Credit derivatives to wait until markets recover.
The rollout of credit default swaps (CDS) in India to hedge risks has been postponed once again as global markets are in the midst of a financial crisis. The Reserve Bank of India today said it will draw lessons from the recent turmoil and review the proposal to introduce CDS at an appropriate time.
A CDS is a contract, in which a buyer makes a series of payments to a seller and in exchange receives the right to a payoff if a credit instrument goes into default, or if a specific credit event, including bankruptcy or restructuring occurs.
The central bank had issued draft norms on CDS in May 2007 and revised it again in October 2007. In the past few weeks, several companies, including insurers and banks, were bailed out by their respective governments after they reported losses arising out of dabbling in CDS.

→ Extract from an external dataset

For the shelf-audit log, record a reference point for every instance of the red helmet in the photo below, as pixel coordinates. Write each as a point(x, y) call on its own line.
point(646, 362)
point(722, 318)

Last month's $85-billion US government-sponsored rescue of the American International Group was required because of the firm's involvement in credit-default swaps. Experts estimate the size of the CDS market to be in excess of $50 trillion.
Meanwhile, RBI said it will launch Interest Rate Futures (IRF) contracts in early 2009 along with the necessary changes in the regulatory regime. An IRF contract allows the buyer to lock in a future investment rate.
RBI had earlier allowed banks to take trading positions in IRFs to add depth and liquidity to the market. The guidelines were also applicable to overseas branches of the domestic banks.
Also, a panel comprising officials of RBI and Securities and Exchange Board of India, the stock market regulator, is working on specifications, margins and regulatory issues for the banks to deal in contracts.